Eine aktuelle Umfrage bringt Bewegung in die österreichische Steuerdebatte: 44 Prozent der Bevölkerung befürworten vermögensbezogene Steuern, wie eine heute veröffentlichte OGM-Erhebung zeigt.
Die vom Kurier veröffentlichte Studie nennt unter anderem, dass 26 Prozent der ÖVP-Anhänger und 34 Prozent der NEOS-Anhänger vermögensbezogene Steuern unterstützen. Laut Umfrage lehnen 33 Prozent solche Steuern grundsätzlich ab.
Julia Herr, erste stellvertretende SPÖ-Klubvorsitzende, kommentiert die Ergebnisse mit der Aussage, dass die Bevölkerung eine sozial ausgewogene Budget- und Steuerpolitik befürworte und es "eine breite Mehrheit für einen Beitrag der breiten Schultern" gebe.

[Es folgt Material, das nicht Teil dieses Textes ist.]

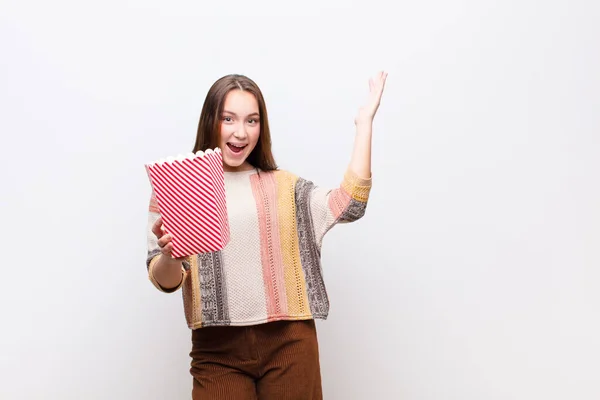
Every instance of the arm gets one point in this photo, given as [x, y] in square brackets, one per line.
[360, 163]
[325, 208]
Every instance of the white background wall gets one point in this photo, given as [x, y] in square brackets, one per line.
[474, 274]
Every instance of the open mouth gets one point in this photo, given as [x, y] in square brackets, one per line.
[236, 148]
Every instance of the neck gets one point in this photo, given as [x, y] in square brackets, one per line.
[246, 166]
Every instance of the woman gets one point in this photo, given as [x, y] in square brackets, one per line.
[251, 307]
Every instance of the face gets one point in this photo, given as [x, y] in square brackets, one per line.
[240, 129]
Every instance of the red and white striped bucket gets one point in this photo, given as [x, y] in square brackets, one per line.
[190, 192]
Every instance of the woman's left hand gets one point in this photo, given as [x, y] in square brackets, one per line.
[367, 112]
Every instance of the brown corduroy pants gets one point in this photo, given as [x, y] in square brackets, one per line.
[272, 361]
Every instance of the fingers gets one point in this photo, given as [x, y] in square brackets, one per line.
[166, 244]
[157, 228]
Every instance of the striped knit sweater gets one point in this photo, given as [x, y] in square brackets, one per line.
[271, 268]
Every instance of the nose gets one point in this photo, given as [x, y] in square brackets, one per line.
[240, 132]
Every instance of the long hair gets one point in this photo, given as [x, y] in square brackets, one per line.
[209, 126]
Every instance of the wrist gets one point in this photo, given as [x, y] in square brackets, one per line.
[363, 122]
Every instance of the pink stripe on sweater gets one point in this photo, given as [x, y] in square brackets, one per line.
[264, 188]
[339, 200]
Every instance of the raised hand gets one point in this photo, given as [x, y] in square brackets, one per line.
[367, 112]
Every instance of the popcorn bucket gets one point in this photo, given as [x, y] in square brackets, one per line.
[190, 192]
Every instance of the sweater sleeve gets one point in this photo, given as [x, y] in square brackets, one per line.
[153, 251]
[323, 208]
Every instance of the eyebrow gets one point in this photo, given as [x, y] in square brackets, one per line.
[232, 113]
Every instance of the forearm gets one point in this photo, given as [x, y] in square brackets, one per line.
[167, 272]
[360, 163]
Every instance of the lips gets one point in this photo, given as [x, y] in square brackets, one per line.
[236, 148]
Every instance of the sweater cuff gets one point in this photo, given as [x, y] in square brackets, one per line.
[358, 188]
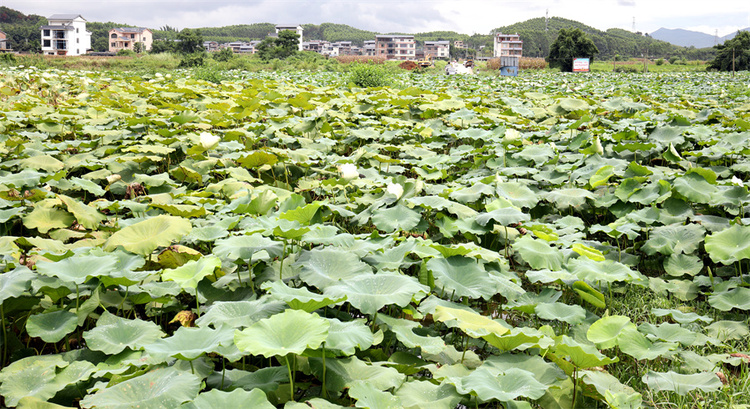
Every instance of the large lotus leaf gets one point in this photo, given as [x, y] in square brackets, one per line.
[346, 336]
[189, 274]
[639, 347]
[78, 269]
[45, 219]
[238, 314]
[86, 216]
[463, 277]
[346, 372]
[290, 332]
[695, 188]
[327, 266]
[581, 355]
[371, 292]
[569, 197]
[427, 395]
[404, 330]
[238, 398]
[299, 298]
[146, 236]
[16, 282]
[396, 218]
[538, 253]
[675, 238]
[729, 245]
[52, 326]
[736, 298]
[557, 311]
[604, 331]
[244, 247]
[506, 385]
[472, 323]
[162, 388]
[368, 396]
[113, 334]
[504, 216]
[190, 343]
[682, 384]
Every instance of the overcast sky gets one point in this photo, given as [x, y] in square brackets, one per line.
[406, 16]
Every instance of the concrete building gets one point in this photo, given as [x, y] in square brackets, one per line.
[292, 27]
[395, 47]
[437, 49]
[65, 35]
[125, 38]
[508, 45]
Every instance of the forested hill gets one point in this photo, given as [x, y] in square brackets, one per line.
[615, 41]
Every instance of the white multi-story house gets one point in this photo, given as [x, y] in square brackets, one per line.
[508, 45]
[292, 27]
[65, 35]
[125, 38]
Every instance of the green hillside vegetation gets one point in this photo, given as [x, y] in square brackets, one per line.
[611, 43]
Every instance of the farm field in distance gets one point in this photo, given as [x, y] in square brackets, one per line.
[287, 240]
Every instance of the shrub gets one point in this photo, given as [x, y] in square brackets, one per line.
[368, 75]
[193, 60]
[225, 54]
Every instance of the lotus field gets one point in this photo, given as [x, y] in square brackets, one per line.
[284, 240]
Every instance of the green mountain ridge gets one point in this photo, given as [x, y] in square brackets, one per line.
[537, 35]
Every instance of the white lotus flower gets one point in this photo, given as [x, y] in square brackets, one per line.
[395, 189]
[208, 140]
[349, 171]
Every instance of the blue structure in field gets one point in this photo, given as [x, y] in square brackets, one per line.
[509, 66]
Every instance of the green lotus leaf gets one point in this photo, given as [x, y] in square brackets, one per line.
[676, 238]
[189, 274]
[52, 326]
[345, 372]
[189, 343]
[426, 395]
[512, 383]
[404, 330]
[238, 398]
[113, 334]
[86, 216]
[729, 245]
[163, 388]
[244, 247]
[635, 344]
[682, 384]
[538, 253]
[15, 282]
[238, 314]
[604, 331]
[371, 292]
[681, 264]
[146, 236]
[78, 269]
[736, 298]
[368, 396]
[504, 216]
[45, 219]
[572, 314]
[396, 218]
[324, 267]
[290, 332]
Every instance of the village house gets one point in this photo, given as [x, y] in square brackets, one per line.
[125, 38]
[395, 47]
[437, 49]
[65, 35]
[508, 45]
[292, 27]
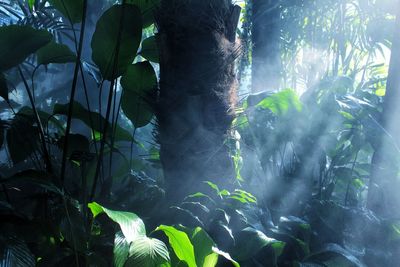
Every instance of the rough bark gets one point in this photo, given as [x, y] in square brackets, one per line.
[266, 36]
[197, 92]
[383, 195]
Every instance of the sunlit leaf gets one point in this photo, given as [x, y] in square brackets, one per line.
[148, 252]
[55, 53]
[18, 42]
[131, 225]
[121, 250]
[180, 243]
[119, 30]
[281, 102]
[150, 49]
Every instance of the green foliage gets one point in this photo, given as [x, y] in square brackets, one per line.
[302, 162]
[23, 41]
[92, 119]
[3, 87]
[150, 49]
[180, 243]
[140, 90]
[55, 53]
[71, 9]
[116, 40]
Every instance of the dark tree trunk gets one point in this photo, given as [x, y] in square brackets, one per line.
[383, 195]
[197, 92]
[266, 36]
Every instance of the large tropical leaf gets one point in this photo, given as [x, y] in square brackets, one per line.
[121, 250]
[150, 49]
[22, 137]
[180, 243]
[131, 225]
[148, 252]
[71, 9]
[116, 40]
[18, 42]
[140, 88]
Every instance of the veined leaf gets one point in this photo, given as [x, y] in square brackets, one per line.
[148, 252]
[121, 250]
[140, 90]
[131, 225]
[150, 49]
[180, 243]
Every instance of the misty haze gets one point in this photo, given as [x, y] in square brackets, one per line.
[200, 133]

In der OTS wird darauf verwiesen, dass bereits beim letzten Doppelbudget "auch die Wohlhabendsten in diesem Land zur Budgetsanierung beigetragen" hätten. Herr betont, dass auch beim Budget für die nächsten Jahre die besonders Vermögenden und jene, die in den letzten Jahren profitiert haben, wieder einen starken Beitrag leisten müssten.